With an earlier focus on South Africa's Pebble Bed Modular Reactor (PBMR), in 2012, INL approved a design similar to Areva's SC-HTGR (formerly "Antares") reactor as the chosen next-generation nuclear power plant VHTR to be deployed as a prototype by 2021. It was in competition with General Atomics' gas turbine modular helium reactor and Westinghouse' PBMR. The NGNP Industry Alliance agreed with this technology vendor decision of the AREVA prismatic core modular HTGR in a steam supply configuration for initial applications for co-generation of process heat and electricity.

==Next Generation Nuclear Plant Project termination==
On October 17, 2011, the Secretary of Energy forwarded to Congress the report and recommendations of a Nuclear Energy Advisory Committee review of the NGNP Project EPAct Phase 1 activities. The Secretary's letter concluded that “…Given current fiscal constraints, competing priorities, projected cost of the prototype, and the inability to reach agreement with industry on cost share, the Department will not proceed with the Phase 2 design activities at this time. The Project will continue to focus on high temperature reactor research and development activities, interactions with the Nuclear Regulatory Commission to develop a licensing framework, and establishment of a public-private partnership until conditions warrant a change of direction.”

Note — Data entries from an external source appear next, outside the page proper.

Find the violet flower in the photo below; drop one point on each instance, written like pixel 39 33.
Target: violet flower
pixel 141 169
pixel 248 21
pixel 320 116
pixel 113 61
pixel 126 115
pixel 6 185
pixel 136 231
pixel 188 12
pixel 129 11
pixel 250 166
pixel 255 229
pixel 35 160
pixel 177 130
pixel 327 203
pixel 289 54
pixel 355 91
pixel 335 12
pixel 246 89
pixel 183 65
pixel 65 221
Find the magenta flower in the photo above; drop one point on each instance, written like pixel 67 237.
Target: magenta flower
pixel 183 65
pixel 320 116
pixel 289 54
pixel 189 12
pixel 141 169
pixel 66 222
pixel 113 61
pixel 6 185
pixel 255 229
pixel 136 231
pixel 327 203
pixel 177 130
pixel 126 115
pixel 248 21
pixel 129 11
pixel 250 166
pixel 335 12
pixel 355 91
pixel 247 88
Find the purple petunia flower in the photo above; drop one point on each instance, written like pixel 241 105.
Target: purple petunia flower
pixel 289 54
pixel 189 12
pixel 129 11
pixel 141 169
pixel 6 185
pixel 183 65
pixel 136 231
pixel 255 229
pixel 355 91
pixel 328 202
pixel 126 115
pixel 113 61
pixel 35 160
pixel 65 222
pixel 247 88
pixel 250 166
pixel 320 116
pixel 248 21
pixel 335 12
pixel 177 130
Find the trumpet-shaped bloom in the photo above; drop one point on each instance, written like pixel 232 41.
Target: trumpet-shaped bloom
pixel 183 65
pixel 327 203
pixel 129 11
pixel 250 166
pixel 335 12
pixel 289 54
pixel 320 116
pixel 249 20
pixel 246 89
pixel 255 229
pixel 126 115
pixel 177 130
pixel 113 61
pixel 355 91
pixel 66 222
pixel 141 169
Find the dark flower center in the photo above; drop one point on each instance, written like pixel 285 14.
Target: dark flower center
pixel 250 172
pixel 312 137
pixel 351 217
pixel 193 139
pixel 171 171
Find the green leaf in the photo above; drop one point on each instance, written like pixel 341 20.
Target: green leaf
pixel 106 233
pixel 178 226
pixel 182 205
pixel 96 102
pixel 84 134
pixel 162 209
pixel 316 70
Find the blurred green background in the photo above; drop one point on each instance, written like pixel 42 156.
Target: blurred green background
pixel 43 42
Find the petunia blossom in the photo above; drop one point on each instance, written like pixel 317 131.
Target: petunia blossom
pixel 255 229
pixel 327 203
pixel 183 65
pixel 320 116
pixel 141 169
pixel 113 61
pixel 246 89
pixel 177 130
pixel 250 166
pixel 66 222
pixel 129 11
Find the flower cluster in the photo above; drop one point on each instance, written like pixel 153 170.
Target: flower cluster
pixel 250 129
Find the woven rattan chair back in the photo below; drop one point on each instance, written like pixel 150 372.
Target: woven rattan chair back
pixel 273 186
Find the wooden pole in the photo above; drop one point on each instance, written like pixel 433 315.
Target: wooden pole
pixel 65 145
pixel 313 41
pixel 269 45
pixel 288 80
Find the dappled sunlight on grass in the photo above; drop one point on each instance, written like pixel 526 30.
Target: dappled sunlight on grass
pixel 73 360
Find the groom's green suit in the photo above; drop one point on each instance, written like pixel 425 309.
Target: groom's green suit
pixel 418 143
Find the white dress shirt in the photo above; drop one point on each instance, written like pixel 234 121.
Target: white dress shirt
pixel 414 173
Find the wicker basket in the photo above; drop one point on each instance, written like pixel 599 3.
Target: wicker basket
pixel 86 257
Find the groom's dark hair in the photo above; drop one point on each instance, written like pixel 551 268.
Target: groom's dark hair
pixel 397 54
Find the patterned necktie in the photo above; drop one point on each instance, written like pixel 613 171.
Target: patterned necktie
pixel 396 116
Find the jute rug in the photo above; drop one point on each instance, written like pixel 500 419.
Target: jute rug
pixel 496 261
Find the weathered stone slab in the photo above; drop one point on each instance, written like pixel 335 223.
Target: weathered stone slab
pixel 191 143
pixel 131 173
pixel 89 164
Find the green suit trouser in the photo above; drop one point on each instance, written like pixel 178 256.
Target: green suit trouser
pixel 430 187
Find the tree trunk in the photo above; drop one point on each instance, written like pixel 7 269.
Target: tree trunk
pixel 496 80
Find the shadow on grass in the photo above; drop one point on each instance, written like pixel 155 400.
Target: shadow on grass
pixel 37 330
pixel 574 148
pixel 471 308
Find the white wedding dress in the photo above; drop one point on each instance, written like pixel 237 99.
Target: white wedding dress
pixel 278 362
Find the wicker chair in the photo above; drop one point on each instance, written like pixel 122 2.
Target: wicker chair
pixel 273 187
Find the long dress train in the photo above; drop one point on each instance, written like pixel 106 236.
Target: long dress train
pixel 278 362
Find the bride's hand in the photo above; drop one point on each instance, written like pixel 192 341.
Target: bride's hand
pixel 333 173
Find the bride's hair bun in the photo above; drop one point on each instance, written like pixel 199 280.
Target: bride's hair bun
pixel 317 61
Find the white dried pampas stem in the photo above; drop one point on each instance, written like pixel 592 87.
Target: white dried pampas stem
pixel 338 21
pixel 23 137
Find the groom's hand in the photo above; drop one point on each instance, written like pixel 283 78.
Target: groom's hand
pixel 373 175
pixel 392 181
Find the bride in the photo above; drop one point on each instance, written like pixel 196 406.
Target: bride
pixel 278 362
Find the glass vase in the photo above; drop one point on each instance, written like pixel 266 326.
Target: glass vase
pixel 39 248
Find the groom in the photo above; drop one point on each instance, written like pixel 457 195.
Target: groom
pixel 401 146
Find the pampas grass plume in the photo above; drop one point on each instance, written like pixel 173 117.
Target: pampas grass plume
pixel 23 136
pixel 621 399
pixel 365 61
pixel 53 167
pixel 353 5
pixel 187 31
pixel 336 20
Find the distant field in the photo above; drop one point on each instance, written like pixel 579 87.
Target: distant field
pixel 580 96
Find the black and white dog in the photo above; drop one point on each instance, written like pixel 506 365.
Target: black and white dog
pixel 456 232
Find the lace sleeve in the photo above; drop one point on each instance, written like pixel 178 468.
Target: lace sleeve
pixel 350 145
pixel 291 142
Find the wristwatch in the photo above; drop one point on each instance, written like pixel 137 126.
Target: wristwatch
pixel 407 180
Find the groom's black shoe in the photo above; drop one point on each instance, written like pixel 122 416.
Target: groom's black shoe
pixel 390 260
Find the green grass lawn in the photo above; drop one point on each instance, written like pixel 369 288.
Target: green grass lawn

Pre-licensing discussions regarding the NGNP were suspended in 2013 after the 2011 DOE decision not to proceed into the detailed design and license application phases of the NGNP Project and continuing efforts to advance the project ended unsuccessfully. DOE's decision cited impasses between DOE and the NGNP Industry Alliance in cost sharing arrangements for the public-private partnership required by Congress.

The overall project faltered in the mid-2010s due to a lack of pressing demand from industry and government stakeholders, and lack of funding commitment from both private and government sources. While the overall program made notable achievements in materials science and regulatory matters which saw further application, by 2015 the overall project was terminated without any fabrication or construction of a NGNP plant performed or planned.

==Status of the NGNP reactor design==
Reactor designer and nuclear steam supply system vendor Areva, now Framatome, continues to market their HTGR designs globally. The Chinese HTR-PM is the only non-prototype HTGR in commercial service as of 2025.